Falk Salewski wrote:
> Thanks for the reply!
>
> I realized four 8bit counters in the CPLD and just want to send this
> information (4Byte) via the CAN-Bus, lets say all 100ms. Right know I am not
> thinking wether this is the optimal solution but if it is possible without
> an aditional uC (Project at university)
> I will have a look if I can store enough information in the CPLD for the
> initialization of the SJA1000 chip...
First, find some working SJA1000 software, in any uC family will do.

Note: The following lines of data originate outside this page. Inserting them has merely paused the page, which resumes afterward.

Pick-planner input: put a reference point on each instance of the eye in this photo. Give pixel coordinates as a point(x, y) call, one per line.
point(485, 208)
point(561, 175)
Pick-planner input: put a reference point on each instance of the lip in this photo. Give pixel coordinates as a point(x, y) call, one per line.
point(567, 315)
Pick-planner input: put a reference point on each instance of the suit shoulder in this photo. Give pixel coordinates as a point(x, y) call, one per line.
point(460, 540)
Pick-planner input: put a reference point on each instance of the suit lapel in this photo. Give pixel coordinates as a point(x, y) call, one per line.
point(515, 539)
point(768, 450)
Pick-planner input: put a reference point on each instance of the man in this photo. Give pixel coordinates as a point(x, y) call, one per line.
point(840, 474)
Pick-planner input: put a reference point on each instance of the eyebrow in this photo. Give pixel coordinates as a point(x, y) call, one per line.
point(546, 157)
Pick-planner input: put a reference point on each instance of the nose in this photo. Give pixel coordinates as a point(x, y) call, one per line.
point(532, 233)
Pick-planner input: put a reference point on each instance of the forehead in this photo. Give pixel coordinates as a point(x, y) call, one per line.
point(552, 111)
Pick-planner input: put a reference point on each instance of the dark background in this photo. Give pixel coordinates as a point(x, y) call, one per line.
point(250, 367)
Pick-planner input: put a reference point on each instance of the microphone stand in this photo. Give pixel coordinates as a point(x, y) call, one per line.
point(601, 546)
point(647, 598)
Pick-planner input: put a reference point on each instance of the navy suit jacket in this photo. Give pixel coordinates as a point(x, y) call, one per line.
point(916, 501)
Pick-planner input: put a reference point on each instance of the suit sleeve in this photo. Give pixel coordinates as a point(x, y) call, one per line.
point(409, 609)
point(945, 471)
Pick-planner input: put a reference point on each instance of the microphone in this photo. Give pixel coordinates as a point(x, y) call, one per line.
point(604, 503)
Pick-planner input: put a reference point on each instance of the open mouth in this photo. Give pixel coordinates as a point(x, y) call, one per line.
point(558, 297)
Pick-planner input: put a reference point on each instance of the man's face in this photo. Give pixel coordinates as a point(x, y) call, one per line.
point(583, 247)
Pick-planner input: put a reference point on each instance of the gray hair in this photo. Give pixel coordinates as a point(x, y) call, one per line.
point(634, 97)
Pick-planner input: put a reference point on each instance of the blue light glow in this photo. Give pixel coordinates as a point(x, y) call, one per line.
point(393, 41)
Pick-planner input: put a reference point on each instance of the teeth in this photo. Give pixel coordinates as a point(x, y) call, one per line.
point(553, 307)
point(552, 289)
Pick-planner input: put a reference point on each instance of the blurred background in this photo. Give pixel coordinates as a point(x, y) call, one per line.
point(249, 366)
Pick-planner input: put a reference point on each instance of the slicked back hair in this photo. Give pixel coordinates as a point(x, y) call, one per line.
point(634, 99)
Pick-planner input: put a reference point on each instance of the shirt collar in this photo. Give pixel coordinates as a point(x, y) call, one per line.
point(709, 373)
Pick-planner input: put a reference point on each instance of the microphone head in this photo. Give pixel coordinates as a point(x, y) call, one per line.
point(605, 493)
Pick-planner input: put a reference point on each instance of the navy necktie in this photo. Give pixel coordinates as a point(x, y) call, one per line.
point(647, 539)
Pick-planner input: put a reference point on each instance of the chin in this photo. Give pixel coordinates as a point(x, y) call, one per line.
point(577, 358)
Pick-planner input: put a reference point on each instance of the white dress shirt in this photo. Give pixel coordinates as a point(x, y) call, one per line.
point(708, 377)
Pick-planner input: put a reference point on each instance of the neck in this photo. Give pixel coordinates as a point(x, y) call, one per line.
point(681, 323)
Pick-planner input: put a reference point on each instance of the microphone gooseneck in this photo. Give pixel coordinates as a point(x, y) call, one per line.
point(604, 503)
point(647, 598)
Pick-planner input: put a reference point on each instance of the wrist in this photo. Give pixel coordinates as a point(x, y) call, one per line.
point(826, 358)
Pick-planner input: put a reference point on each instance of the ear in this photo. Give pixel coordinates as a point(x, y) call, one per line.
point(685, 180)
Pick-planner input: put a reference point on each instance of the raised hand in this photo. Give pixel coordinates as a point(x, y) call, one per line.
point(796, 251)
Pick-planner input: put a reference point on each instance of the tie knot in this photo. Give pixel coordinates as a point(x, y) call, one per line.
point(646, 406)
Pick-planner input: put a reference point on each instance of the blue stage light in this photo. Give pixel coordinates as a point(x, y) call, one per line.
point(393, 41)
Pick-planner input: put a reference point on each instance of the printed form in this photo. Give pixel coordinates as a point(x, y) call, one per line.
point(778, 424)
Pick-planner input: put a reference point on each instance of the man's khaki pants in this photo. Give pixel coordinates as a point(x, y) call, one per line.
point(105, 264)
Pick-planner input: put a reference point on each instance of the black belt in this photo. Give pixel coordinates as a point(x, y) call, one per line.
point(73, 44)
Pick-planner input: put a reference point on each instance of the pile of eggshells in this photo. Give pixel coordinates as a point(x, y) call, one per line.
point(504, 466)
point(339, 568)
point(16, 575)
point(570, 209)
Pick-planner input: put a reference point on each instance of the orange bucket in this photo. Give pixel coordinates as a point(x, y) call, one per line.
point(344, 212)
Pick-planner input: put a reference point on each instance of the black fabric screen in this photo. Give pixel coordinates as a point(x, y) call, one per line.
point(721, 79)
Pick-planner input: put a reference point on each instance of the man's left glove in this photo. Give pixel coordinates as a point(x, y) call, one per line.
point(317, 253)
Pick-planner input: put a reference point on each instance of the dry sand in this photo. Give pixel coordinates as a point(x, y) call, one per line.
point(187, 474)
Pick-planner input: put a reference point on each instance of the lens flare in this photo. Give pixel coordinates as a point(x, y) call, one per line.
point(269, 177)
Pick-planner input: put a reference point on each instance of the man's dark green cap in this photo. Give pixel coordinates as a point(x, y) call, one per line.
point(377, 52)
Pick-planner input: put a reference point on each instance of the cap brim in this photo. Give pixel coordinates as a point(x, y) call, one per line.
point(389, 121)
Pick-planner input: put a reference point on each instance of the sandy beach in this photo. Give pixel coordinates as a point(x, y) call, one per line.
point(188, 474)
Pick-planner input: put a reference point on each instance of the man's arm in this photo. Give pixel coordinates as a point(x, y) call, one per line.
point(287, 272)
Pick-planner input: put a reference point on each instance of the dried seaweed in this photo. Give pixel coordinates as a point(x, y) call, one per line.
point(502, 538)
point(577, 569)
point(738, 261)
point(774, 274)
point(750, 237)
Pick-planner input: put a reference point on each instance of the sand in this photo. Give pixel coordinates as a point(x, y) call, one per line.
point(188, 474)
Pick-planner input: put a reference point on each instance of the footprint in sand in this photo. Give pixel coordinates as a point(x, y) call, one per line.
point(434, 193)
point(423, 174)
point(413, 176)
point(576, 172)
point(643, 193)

Search also for the 82C200, which is the older sibling
of the SJA1000. Philips will probably have some 80C51 examples.
Then, look to move that function into the CPLD.
To give your tutor some real numbers, assemble JUST the code for
init & simple Echo, and print the LINK MAP, to show how much RAM and
CODE space is needed. [eg it might be 5 bytes of RAM, and 275 Bytes of Code]
I think I saw recently a CAN controller [SJA1000 like], that could
as an option, 'wake up' in simple peripheral mode, IIRC using a Serial
EE to config. That would be another 'no code' alternative.
-jg
>
> FalkS.
>
> "Jim Granville" <[email protected]> schrieb im Newsbeitrag
> news:mBCqd.13010$[email protected]..
>
>>Falk Salewski wrote:
>>
>>>Thank you very much for your reply.
>>>
>>>However what I am looking for is how difficult is it to connect a CPLD to
>>>a CAN-controller chip like the SJA1000
>>>http://www-eu3.semiconductors.com/pip/SJA1000.html
>>>and how many of the CPLD resources it takes to initialize/communicate
>>>with this CAN-controller.
>>
>> You'll need to setup the registers [either a rom in the CPLD, or
>>a Serial EE holding the init values, to BUS], and then be able to poll
>>messages, and manage TX packets (which come from where ?).
>>
>> All of these are not CPLD-centric tasks, so why not use a small uC
>>instead - or even better, choose a uC with CAN on chip ?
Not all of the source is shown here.